I risultati mostrano che il consumo quotidiano di 1-3 tazze di caffè caffeinato è associato a un rischio inferiore di mortalità generale, con una riduzione fino al 17%. In particolare:
- 1 tazza al giorno = -16% rischio di mortalità
- 2-3 tazze al giorno = -17% rischio di mortalità
- Oltre le 3 tazze = nessun ulteriore beneficio
L’effetto protettivo, però, si riduce sensibilmente quando il caffè è arricchito con quantità elevate di zuccheri o grassi saturi (come panna e creme). Secondo i ricercatori, il beneficio massimo si ottiene con il caffè nero o con aggiunte minime: meno di 2,5 grammi di zucchero e 1 grammo di grassi saturi per tazza da 240 ml.
Merito dei composti bioattivi?
Il caffè è una bevanda complessa, ricca di composti bioattivi come polifenoli e antiossidanti. Queste sostanze sono note per i loro effetti positivi sul metabolismo, sull’infiammazione e sulla salute vascolare. Tuttavia, l’aggiunta di zucchero e grassi saturi potrebbe controbilanciare questi benefici, interferendo con i processi metabolici e aumentando il rischio di malattie croniche.
Secondo Fang Fang Zhang, autrice senior dello studio, «i benefici del caffè potrebbero derivare dai suoi composti bioattivi, ma l’aggiunta di zucchero e grassi saturi sembra ridurre questo effetto protettivo».”
Effetti del caffè sul microbiota intestinale
Negli ultimi anni, anche la ricerca sul microbiota intestinale ha iniziato a indagare il rapporto tra consumo di caffè e composizione del microbiota intestinale. Il caffè – soprattutto quello non filtrato – è una fonte significativa di fibre solubili e polifenoli, che possono agire come prebiotici, favorendo la crescita di batteri benefici come Bifidobacterium e Lactobacillus.
Alcuni studi hanno evidenziato che un consumo regolare di caffè è associato a una maggiore diversità microbica intestinale, un indicatore di buona salute del microbiota. Inoltre, il caffè può contribuire a ridurre la presenza di batteri potenzialmente patogeni, grazie alle sue proprietà antiossidanti e antimicrobiche.

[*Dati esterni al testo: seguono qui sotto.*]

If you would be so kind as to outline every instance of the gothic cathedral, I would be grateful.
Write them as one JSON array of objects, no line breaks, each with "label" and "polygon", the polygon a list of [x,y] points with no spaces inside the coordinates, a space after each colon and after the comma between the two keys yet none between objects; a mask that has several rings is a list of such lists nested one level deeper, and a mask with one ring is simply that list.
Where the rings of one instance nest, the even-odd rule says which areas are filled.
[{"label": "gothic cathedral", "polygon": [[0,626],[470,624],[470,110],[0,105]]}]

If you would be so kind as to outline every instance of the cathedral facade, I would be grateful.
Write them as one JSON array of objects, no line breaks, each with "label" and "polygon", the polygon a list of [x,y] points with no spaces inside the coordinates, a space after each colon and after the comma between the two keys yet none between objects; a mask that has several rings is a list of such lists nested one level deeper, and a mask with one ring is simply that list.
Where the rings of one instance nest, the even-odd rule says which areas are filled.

Tuttavia, come nel caso della mortalità, anche per il microbiota la qualità del caffè consumato è determinante: l’aggiunta di zuccheri e grassi può alterare negativamente l’equilibrio intestinale, promuovendo la crescita di specie legate a stati infiammatori e metabolici sfavorevoli.
Conclusioni
Il messaggio è chiaro: il caffè può essere un alleato della salute, ma solo se consumato con moderazione e senza eccessi di zuccheri e grassi. Per chi ama iniziare la giornata con una tazza fumante, il consiglio è semplice: meglio nero e puro, per sfruttarne appieno i benefici – anche per il cuore e per l’intestino.